- Medium: It contributes to significant difficulty to complete my task, but I can work around it.
Hey guys, correct me, If I am not right.
During distributed training, before optimization step, we aggregate all gradients from GPU workers into one head node’s GPU-worker(let’s call it main GPU) in order to average them and send back to every worker. Thus, “main GPU’s” memory consumption will be higher, than for the rest workers.
I have a next situation: If I train model on single instance (4xv100), than on each worker I can put training batch of size 2. But, If i train model on multiple instances via ray (4x4xv100), than I cannot use batch of size 2, because main GPU due to higher memory consumption gets OOM error, thus I should set batch size = 1 and get workers’
under-utilization (in terms of memory).
Question: Is there any workaround or best-practices for such situation?
P.S. This is an example of main GPU’s memory over-consumption and resulted overall GPUs under-utilization (in terms of memory).
Hey @Mykyta_Alekseiev, what Ray/training libraries are you using?
Hey @matthewdeng , thanks for your attention!
I am using RaySGDv1 with torch and nccl backend.
ray version: 1.12.1
I ran scripts from tutorial on my cluster with old and new version of RaySGD and got different GPU memory utilization patterns.
Getting Started with Distributed Machine Learning with PyTorch and Ray | by Michael Galarnyk | Distributed Computing with Ray | Medium (RaySDGv1)
train_fashion_mnist_example — Ray 1.12.1
So I have two questions:
- Am I right, that RaySGDv1 uses DataParallel? Because we can see that separate GPU on head node utilizes more memory, than other GPU-workers;
- Why, when using RaySGDv2, we don’t have uniform memory distribution between all worker-GPUs across cluster? Is it normal behaviour?
Both are using
DistributedDataParallel (RaySGDv1 is deprecated).
I would say this behavior is a bit unexpected - my guess is that PyTorch defaults to additional loading of data into GPU 0, but it’s not clear why.
Can you try printing
ray.train.torch.get_device() at the start of the training function?
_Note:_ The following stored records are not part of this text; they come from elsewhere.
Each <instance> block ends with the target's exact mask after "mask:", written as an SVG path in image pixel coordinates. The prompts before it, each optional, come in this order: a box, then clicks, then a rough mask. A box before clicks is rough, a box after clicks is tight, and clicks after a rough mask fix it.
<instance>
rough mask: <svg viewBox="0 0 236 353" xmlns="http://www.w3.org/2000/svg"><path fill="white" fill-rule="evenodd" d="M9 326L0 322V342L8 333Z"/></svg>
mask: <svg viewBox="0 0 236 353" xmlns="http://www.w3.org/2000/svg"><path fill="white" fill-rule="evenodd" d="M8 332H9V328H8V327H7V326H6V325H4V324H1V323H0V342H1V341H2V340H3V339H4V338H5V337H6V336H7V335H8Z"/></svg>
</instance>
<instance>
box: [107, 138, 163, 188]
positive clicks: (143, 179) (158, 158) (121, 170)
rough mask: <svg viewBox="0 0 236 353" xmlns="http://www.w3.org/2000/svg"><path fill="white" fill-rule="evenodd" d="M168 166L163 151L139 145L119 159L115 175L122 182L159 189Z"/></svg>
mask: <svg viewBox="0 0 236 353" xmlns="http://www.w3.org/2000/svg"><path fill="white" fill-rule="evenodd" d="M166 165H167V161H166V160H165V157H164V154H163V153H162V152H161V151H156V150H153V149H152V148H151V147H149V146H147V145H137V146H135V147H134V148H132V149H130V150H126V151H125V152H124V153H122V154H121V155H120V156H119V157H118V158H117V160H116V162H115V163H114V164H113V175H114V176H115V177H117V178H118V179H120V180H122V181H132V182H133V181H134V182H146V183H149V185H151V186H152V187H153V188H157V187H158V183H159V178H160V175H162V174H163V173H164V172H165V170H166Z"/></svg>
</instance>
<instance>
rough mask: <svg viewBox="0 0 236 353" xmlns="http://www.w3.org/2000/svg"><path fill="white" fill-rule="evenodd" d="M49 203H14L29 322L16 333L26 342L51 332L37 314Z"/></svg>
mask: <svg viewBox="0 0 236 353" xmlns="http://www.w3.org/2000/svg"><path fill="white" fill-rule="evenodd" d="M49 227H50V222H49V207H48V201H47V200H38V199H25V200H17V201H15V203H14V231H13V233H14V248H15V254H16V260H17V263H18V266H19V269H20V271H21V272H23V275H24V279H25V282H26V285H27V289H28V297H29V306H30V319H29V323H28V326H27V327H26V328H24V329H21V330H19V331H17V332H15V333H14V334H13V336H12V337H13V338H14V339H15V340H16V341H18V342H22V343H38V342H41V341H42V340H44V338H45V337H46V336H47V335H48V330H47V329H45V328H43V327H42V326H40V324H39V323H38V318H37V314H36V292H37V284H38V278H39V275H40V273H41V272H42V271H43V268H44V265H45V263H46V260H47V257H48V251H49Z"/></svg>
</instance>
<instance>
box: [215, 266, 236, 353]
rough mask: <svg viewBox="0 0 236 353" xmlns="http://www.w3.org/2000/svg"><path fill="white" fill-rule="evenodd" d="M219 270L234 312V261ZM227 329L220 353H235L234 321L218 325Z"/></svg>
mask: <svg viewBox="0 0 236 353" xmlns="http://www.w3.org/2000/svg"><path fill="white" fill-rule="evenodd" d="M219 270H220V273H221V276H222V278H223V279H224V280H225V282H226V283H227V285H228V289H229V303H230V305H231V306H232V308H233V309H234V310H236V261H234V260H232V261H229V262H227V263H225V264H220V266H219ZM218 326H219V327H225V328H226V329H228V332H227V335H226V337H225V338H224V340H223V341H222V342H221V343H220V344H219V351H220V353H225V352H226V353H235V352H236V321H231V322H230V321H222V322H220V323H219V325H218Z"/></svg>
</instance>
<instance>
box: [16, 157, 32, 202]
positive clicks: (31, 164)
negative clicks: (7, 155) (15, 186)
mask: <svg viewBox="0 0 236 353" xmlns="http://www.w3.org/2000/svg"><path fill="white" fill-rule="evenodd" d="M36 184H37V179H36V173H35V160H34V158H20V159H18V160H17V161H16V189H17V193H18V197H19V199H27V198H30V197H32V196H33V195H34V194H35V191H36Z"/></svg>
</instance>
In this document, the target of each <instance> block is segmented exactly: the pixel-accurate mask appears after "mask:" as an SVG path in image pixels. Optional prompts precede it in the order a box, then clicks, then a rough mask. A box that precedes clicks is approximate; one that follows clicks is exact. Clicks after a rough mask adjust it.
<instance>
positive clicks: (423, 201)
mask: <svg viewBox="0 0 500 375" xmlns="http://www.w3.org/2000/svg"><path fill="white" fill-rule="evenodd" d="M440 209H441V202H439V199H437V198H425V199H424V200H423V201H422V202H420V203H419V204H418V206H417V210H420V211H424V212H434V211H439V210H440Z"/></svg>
This will show the device ID that the dataloader and model are being moved to.
This prints me all possible device IDs:
(BaseWorkerMixin pid=27832) cuda:1
(BaseWorkerMixin pid=27831) cuda:0
(BaseWorkerMixin pid=23773, ip=10.140.0.81) cuda:0
(BaseWorkerMixin pid=23776, ip=10.140.0.81) cuda:1
Moreover, I ran new training with more workers and output nvidia-smi. We can some additional processes are taking memory from  GPU.
Full processes name:
Here is an additional output from dashboard:
Hey @Mykyta_Alekseiev, for the most recent screenshots that you posted, what code are you running? Is this still the train_fashion_mnist_example — Ray 1.12.1 with no modifications? What flags are you providing when you run the script?
Also, what pytorch version are you using?